In either case, an equal chance is run:
For, keep, or turn him out, my Lord's undone.
You want a hand to clear a filthy sink;
No cleanly workman can endure the stink.
A strong dilemma in a desperate case!
To act with infamy, or quit the place.
A bungler thus, who scarce the nail can hit,
With driving wrong, will make the panel split:
Nor, dares an abler workman undertake
To drive a second, lest the whole should break.
In every court the parallel will hold;
And kings, like private folks, are bought and sold:
The ruling rogue, who dreads to be cashiered,
Contrives, as he is hated, to be feared:
Confounds accounts, perplexes all affairs;
For, vengeance more embroils, than skill repairs.
So, robbers (and their ends are just the same)
To scape inquiries, leave the house in flame.
I knew a brazen minister of state,
Who bore for twice ten years the public hate.

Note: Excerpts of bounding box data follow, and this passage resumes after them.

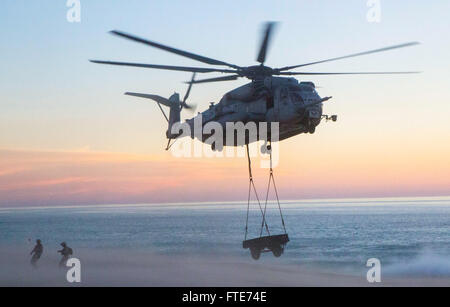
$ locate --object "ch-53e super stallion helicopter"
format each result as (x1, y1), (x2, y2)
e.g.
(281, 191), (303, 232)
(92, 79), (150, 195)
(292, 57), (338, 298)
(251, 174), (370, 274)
(91, 23), (418, 259)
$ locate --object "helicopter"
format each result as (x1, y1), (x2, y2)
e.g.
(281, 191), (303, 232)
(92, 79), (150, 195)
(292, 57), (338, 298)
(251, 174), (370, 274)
(91, 22), (419, 260)
(90, 22), (419, 150)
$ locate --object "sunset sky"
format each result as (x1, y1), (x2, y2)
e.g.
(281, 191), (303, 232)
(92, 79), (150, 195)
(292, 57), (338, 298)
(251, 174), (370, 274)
(0, 0), (450, 207)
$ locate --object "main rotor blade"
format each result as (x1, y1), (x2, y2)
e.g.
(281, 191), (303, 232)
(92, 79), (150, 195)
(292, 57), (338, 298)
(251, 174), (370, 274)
(256, 22), (275, 64)
(90, 60), (236, 73)
(181, 73), (195, 107)
(279, 71), (420, 76)
(110, 30), (239, 68)
(125, 92), (173, 107)
(185, 75), (240, 84)
(277, 42), (420, 71)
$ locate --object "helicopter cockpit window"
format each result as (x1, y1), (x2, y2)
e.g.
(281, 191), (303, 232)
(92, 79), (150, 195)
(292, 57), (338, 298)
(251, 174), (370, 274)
(301, 86), (314, 92)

In every mouth the question most in vogue
Was, 'When will they turn out this odious rogue?'
A juncture happened in his highest pride:
While he went robbing on, old Master died.
We thought, there now remained no room to doubt:
'His work is done, the minister must out.'
The court invited more than one, or two;
'Will you, Sir Spencer? or will you, or you?'
But not a soul his office durst accept:
The subtle knave had all the plunder swept.
And, such was then the temper of the times,
He owed his preservation to his crimes.
The candidates observed his dirty paws,
Nor found it difficult to guess the cause:
But when they smelt such foul corruptions round him;
Away they fled, and left him as they found him.
Thus, when a greedy sloven once has thrown
His snot into the mess; 'tis all his own.